Member of the Illinois Senate from the 1st district
- In office 1973 – 1979
- Preceded by: W. Russell Arrington
- Succeeded by: Roger Keats

Personal details
- Born: January 17, 1931 Evanston, Illinois
- Died: August 6, 2015 (aged 84) Dodgeville, Wisconsin
- Party: Republican
- Spouse: Barbara ​(m. 1953)​
- Alma mater: Princeton University (B.A.) University of Michigan (J.D.)
- Profession: Attorney

Military service
- Allegiance: United States
- Branch/service: United States Navy
- Rank: Lieutenant

= Bradley M. Glass =

American politician (1931–2015)

Bradley McConnell Glass (January 17, 1931 – August 6, 2015) was an American politician in the state of Illinois. He served in the Illinois Senate from 1973 to 1979.

==Early life==
Bradley McConnell Glass was born on January 17, 1931, in Evanston, Illinois.
Glass was a member of the 1950 College Football All-America Team while at Princeton. He was also on the Princeton wrestling team, winning an NCAA heavyweight title in 1951. He is a member of the Eastern Intercollegiate Wrestling Association Hall of Fame. A lawyer, he was an alumnus of Princeton University in 1953 and University of Michigan Law School. After graduating from Princeton, Glass enlisted in the United States Navy and graduated from Officer Candidate School. Glass retired with the rank of Lieutenant. He also served on village and school boards. Bradley served as village attorney for Palatine, Illinois and Northfield, Illinois. During this time, Glass was involved with the Regular Republican Organization in Northfield Township as a precinct captain, area director, and executive board member.

==Political career==
In 1968, Glass was an unsuccessful candidate for the Cook County Circuit Court. In 1970, Glass was elected to the Illinois House of Representatives. After W. Russell Arrington announced his retirement, Glass announced his intention to succeed Arrington. In the 1972 general election, Glass defeated Democratic candidate and political science professor Ann Matasar to succeed Arrington in the 1st district.
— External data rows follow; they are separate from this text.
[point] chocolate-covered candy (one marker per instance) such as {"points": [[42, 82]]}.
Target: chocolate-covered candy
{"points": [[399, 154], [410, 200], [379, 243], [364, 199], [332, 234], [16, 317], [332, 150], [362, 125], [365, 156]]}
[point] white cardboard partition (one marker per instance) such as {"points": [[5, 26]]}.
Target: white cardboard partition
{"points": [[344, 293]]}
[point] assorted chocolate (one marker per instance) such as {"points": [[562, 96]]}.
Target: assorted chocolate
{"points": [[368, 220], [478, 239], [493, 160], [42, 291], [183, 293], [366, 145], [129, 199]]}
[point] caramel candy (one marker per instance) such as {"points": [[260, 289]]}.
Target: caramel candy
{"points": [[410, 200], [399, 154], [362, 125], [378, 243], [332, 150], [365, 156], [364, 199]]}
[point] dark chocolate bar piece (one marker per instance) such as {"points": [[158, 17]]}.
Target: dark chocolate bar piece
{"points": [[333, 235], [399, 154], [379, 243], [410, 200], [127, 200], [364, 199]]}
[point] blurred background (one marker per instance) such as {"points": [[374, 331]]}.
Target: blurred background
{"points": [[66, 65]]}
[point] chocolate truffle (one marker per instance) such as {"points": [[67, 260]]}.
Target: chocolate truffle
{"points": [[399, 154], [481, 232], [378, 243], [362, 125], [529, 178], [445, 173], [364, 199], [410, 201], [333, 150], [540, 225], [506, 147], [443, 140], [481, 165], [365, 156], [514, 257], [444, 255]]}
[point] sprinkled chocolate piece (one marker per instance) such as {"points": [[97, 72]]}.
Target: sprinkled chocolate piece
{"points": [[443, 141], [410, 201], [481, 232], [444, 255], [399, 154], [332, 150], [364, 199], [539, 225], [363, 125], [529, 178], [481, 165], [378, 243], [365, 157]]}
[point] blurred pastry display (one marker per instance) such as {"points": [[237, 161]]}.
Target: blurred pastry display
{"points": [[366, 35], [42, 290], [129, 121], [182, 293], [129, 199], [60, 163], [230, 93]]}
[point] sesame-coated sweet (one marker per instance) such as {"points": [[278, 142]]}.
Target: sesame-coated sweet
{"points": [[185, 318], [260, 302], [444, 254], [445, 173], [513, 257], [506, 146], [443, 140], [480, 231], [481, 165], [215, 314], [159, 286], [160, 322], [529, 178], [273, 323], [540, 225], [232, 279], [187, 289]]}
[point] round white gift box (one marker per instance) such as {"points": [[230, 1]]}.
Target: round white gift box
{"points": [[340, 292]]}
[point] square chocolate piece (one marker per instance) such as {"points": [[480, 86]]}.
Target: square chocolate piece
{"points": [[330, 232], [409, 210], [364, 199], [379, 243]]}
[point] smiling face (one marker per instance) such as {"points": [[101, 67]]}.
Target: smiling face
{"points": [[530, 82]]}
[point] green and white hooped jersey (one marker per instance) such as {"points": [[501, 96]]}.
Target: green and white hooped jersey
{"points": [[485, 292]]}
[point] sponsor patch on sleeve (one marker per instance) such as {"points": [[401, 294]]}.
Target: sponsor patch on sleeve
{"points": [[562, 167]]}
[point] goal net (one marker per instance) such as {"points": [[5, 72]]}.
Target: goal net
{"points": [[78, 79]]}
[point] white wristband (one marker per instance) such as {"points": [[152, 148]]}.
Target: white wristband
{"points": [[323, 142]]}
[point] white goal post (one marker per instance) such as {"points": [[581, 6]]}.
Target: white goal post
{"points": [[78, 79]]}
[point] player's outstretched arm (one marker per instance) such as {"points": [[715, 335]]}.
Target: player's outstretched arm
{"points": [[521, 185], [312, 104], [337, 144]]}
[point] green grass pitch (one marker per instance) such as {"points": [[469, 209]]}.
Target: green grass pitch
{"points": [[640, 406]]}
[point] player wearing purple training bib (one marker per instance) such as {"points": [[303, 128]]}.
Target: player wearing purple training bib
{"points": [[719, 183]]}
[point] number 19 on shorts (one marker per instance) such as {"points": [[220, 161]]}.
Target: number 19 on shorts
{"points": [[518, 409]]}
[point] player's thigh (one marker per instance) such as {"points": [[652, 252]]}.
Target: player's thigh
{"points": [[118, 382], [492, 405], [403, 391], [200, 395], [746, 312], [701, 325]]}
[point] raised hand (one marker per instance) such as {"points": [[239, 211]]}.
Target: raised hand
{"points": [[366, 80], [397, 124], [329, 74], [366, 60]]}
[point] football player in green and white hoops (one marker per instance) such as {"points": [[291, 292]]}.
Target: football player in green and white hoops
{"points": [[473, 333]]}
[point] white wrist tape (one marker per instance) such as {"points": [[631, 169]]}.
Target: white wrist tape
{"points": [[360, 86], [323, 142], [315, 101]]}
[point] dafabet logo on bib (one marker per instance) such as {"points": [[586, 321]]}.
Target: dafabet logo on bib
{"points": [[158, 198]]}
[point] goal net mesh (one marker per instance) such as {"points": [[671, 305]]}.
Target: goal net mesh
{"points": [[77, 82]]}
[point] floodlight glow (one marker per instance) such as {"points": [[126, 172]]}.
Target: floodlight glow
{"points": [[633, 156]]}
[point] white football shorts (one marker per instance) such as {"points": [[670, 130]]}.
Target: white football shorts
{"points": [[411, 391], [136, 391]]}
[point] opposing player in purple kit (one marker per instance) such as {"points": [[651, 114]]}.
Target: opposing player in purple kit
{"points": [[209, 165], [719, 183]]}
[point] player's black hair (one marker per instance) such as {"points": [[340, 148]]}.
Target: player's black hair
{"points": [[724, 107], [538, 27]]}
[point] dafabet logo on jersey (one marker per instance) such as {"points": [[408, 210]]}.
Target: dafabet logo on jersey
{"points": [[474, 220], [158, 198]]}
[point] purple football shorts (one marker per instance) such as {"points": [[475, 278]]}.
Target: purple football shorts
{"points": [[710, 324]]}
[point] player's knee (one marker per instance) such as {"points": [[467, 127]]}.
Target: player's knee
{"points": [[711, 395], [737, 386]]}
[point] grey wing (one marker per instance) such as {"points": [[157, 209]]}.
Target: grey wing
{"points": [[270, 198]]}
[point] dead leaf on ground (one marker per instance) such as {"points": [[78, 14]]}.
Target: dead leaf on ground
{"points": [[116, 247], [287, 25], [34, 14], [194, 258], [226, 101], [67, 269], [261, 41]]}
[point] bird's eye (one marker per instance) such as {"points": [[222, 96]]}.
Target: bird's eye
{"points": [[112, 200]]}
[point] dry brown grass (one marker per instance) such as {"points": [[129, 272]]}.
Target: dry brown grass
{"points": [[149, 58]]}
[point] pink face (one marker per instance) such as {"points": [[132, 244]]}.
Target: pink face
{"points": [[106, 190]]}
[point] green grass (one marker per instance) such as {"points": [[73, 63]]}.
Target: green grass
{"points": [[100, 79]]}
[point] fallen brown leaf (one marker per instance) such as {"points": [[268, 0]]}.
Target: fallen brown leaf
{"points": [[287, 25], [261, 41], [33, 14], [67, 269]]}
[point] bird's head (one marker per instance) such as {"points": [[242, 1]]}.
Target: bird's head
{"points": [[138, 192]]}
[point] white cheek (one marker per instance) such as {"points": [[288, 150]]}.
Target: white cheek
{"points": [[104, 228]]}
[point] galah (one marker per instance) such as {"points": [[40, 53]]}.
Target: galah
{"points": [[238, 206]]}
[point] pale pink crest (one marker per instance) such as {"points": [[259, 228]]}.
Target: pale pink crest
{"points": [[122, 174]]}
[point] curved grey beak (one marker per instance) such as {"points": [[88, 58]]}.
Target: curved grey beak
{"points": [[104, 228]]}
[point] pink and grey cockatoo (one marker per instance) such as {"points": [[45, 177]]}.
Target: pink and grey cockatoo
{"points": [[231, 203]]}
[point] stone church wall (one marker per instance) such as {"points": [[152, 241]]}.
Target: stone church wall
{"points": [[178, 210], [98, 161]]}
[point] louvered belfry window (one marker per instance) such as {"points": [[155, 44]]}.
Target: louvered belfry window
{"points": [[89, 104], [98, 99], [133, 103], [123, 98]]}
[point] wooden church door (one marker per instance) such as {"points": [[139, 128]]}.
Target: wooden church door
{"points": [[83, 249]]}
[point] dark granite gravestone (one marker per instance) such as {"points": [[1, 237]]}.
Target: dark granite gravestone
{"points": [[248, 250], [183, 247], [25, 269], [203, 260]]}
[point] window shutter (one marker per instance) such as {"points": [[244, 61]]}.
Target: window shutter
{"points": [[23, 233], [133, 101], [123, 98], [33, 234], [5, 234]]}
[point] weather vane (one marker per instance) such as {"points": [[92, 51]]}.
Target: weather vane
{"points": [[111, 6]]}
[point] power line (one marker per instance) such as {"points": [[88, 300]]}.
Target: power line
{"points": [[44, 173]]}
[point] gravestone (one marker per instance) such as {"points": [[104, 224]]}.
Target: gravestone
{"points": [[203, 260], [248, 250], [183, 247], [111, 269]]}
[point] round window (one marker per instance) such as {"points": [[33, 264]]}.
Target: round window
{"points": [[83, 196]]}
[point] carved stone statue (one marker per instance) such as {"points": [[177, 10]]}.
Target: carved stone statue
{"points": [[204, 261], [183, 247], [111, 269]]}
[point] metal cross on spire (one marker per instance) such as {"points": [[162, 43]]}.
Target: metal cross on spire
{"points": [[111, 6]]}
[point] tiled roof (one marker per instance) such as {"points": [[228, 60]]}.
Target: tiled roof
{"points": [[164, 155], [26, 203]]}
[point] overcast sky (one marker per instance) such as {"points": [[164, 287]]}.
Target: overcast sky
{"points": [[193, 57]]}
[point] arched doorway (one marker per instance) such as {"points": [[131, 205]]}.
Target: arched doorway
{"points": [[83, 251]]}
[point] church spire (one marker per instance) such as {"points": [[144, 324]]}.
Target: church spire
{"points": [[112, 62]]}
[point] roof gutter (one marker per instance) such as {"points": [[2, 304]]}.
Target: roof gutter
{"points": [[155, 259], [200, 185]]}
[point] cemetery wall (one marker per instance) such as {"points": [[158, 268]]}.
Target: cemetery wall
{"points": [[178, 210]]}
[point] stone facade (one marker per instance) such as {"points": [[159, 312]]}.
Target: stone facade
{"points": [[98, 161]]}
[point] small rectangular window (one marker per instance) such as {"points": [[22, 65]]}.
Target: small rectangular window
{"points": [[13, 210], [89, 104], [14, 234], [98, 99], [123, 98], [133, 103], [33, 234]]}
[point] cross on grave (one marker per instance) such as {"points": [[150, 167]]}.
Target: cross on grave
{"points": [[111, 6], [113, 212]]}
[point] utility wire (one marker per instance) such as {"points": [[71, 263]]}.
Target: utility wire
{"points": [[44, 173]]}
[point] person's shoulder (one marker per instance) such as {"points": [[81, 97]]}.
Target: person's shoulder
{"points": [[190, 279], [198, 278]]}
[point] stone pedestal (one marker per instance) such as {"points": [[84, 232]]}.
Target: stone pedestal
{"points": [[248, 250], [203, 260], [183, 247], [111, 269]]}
In the 1978 Republican primary, Glass ran for the Republican nomination for Illinois Treasurer. James M. Skelton, the county treasurer for Champaign County, defeated Glass in the primary with 52% of the vote. Glass was succeeded by fellow Republican Roger A. Keats in the Illinois Senate.

==Post-political career==
In 1987, Glass and his wife moved to Dodgeville, Wisconsin where he practiced law and was the Dodgeville village attorney. While a Wisconsin resident, Glass served as a member of the Lower Wisconsin State Riverway Board and the Southwestern Wisconsin Regional Planning Commission. He died in Dodgeville, Wisconsin on August 6, 2015, after a long struggle with Alzheimer's disease.